In 1916 Lever took over the Manchester firm of H. Watson & Co., which had a fleet of eight vessels, with names derived from villages in Cheshire and Shropshire: Colemere, Delamere, Eskmere, Flaxmere, Linmere, Oakmere, Rabymere and Redesmere. This small fleet, whose tonnages ranged from 1,251 to 2,293, was formed into the Bromport Steamship Company Ltd. – named after Bromborough, a town on the Wirral Peninsula that, like Port Sunlight, was dominated by Lever-owned businesses. It sailed under a new blue house flag, marked with a white star, the letters BSCL and a central L for Lever.

In the two remaining years of the First World War the Bromport Line lost half of its ships (Colemere, Eskmere, Redesmere and Delamere) to German U-boats.

In 1918 the twin-screwed vessel SS Kulambanga, owned by Lever's Pacific Plantations, was added to the fleet. In February 1920 Lever acquired the Royal Niger Company, just in time for the West African trade bubble to burst (the price of palm kernel oil fell from £115 per ton in Feb 1920 to £55 per ton in July 1920). In 1923 Lever Brothers decided to cut their losses and withdraw from deep sea shipping.

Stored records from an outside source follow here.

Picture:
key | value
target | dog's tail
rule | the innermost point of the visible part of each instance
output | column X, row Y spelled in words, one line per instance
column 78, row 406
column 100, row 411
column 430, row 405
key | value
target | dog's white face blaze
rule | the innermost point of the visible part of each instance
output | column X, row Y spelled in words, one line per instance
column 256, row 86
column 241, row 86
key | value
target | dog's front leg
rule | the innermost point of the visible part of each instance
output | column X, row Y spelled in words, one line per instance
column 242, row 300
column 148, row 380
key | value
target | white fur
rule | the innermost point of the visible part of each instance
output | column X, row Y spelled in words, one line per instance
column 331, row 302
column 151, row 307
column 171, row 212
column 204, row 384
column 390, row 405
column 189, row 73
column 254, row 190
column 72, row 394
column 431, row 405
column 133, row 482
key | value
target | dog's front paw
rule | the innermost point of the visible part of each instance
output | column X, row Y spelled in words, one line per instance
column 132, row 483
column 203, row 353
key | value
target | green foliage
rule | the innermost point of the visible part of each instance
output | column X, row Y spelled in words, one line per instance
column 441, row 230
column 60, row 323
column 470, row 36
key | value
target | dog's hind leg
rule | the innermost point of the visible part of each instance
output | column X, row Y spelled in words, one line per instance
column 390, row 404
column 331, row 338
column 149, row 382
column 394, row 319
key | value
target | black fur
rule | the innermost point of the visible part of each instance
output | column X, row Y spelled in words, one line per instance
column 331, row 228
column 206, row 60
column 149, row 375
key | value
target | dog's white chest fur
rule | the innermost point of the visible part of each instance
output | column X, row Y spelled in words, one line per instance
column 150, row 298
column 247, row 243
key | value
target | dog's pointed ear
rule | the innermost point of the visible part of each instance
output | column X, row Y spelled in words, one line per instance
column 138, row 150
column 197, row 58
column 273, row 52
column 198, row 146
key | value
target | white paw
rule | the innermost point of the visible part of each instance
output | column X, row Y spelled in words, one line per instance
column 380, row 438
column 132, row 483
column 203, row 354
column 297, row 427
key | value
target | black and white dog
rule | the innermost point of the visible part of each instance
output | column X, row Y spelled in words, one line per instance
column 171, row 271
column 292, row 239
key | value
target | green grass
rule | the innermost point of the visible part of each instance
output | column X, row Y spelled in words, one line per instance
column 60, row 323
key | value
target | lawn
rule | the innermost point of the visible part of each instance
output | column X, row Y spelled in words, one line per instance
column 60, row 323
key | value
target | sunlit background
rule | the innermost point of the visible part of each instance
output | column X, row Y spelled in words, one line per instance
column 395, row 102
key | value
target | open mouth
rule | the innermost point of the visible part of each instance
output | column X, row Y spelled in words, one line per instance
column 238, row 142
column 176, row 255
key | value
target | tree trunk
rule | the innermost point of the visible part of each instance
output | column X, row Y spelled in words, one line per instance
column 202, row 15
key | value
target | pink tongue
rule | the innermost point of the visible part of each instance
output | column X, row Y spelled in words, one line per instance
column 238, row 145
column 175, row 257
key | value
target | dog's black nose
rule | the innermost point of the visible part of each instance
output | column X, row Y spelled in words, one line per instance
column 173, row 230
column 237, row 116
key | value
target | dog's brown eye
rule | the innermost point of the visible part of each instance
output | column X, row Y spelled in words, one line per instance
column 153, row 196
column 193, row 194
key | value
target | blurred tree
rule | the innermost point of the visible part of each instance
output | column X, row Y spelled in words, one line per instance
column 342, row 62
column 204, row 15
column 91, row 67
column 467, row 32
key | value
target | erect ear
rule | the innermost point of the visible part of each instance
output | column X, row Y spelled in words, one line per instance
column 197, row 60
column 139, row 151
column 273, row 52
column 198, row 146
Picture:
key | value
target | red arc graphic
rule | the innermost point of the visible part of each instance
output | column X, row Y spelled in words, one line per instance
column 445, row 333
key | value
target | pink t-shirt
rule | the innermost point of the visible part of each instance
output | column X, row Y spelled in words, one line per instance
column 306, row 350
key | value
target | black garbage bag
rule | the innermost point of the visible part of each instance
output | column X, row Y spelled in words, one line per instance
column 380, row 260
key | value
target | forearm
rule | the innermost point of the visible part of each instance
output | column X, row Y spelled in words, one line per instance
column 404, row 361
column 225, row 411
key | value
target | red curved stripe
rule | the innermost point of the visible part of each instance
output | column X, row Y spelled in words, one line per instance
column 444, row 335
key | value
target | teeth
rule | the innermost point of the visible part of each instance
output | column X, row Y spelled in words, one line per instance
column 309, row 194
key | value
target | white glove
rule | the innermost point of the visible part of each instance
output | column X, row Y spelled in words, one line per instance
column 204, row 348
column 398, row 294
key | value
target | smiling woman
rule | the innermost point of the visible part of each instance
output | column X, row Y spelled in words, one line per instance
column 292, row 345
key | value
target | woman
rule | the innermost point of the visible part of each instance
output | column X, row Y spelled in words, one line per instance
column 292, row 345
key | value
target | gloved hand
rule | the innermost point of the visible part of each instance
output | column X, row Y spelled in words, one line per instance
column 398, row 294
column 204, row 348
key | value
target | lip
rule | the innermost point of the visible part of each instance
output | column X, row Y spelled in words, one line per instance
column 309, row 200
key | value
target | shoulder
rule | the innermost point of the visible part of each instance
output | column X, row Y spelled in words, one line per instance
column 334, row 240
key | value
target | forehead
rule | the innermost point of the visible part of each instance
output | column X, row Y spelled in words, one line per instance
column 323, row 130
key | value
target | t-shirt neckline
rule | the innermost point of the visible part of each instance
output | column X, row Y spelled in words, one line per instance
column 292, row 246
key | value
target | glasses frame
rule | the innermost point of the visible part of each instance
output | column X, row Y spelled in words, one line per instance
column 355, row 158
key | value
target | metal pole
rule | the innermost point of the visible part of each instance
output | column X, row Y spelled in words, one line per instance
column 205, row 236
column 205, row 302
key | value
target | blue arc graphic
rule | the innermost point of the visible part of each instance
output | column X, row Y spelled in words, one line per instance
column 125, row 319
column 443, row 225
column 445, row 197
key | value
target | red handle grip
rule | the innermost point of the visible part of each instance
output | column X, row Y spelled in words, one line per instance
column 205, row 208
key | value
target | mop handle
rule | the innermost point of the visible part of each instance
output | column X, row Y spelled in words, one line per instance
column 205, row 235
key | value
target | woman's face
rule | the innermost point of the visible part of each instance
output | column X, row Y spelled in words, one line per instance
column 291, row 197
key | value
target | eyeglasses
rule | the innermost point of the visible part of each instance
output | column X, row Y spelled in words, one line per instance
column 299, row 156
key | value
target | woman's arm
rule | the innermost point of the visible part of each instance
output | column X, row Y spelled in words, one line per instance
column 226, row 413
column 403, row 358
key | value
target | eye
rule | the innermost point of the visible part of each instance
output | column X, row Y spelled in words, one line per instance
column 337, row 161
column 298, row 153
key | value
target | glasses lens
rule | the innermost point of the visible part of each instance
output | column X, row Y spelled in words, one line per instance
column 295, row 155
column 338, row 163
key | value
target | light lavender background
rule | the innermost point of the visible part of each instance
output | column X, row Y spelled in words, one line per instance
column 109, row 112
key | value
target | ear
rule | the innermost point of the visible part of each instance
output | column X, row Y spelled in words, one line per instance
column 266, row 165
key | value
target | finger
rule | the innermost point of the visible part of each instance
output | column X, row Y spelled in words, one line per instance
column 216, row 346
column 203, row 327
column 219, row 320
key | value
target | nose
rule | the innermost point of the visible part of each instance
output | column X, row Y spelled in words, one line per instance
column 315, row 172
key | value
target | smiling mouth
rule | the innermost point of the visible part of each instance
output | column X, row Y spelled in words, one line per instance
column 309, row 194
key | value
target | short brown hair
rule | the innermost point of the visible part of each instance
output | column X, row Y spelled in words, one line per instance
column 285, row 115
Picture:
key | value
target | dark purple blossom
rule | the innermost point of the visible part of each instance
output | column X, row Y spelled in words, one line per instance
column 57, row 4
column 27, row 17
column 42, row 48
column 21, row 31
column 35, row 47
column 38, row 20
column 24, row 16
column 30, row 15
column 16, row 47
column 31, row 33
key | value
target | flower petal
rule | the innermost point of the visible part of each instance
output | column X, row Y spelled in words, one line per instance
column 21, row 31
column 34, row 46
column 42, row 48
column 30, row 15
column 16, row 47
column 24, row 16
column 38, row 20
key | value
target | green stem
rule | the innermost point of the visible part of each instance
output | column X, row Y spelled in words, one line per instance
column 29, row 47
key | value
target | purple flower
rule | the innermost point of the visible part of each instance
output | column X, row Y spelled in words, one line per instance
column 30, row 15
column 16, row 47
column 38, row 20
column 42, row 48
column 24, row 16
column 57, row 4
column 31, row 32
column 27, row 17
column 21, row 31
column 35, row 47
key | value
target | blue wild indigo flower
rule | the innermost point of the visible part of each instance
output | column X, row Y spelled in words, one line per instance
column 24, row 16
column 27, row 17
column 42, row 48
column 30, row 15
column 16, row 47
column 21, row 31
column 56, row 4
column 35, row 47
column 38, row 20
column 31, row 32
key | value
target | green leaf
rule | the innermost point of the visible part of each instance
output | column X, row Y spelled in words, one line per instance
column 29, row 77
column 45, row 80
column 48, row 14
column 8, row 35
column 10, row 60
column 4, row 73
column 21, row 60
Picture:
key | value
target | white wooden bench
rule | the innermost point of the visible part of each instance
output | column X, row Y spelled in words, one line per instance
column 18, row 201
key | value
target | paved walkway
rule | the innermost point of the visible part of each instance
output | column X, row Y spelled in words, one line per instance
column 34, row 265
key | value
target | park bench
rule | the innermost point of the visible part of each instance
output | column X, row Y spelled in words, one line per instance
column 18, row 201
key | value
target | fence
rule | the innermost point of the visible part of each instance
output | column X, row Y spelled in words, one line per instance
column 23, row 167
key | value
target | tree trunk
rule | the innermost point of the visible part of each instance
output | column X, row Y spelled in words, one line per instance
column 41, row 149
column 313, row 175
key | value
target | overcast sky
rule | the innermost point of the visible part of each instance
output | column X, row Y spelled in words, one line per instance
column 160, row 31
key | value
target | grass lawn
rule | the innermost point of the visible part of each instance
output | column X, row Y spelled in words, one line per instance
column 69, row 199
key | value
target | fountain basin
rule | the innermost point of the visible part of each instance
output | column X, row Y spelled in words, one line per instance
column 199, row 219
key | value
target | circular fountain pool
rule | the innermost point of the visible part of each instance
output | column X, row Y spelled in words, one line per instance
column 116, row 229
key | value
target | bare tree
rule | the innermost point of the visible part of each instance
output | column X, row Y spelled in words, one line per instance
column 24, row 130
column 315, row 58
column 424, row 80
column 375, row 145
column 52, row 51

In 1923, African & Eastern had formed a fleet of its own. It included a Scandinavian steamer that was renamed Ashantian, the steamship that was bought from the Southern Whaling and Sealing Company, and a steamer that was renamed Ethiopian. Oakmere was sold to MacAndrews & Co Ltd, Manchester and renamed Bazan. She was subsequently sold on in 1936 to Westcliffe Shipping Co Ltd, London and renamed Thorpehall. She was bombed and sunk off Valencia on 25 May 1938 in the Spanish Civil War.

In 1925 African & Eastern commissioned its first ship, the Nigerian, and when the Woodville was sold in 1928 she was replaced by another new ship, the Lafian. In the same year the Niger Company, encouraged by the improvement in its fortunes and influenced by the example of its rival, took the steps to create its own fleet with the purchase of the Cunard steamer Tyria, which was renamed Ars – from the old Royal Niger Company Latin motto, Ars Jus Pax (art, justice, peace). Ars was scrapped in 1930

===Post-merger===
When the merger took place the new company had a fleet of five ships. The idea of trading companies in West Africa to operate their own fleets was not new since many of the companies that now formed part of UAC, including Hatton & Cookson, had had their own fleets, sixty or more years before. Millers Ltd and F&A Swanzy Brothers, both African & Eastern subsidiaries, were still operating sailing ships as late as 1924; and John Holt's, the Liverpool-based company that was one of UAC's rivals in West Africa also operated its own fleet.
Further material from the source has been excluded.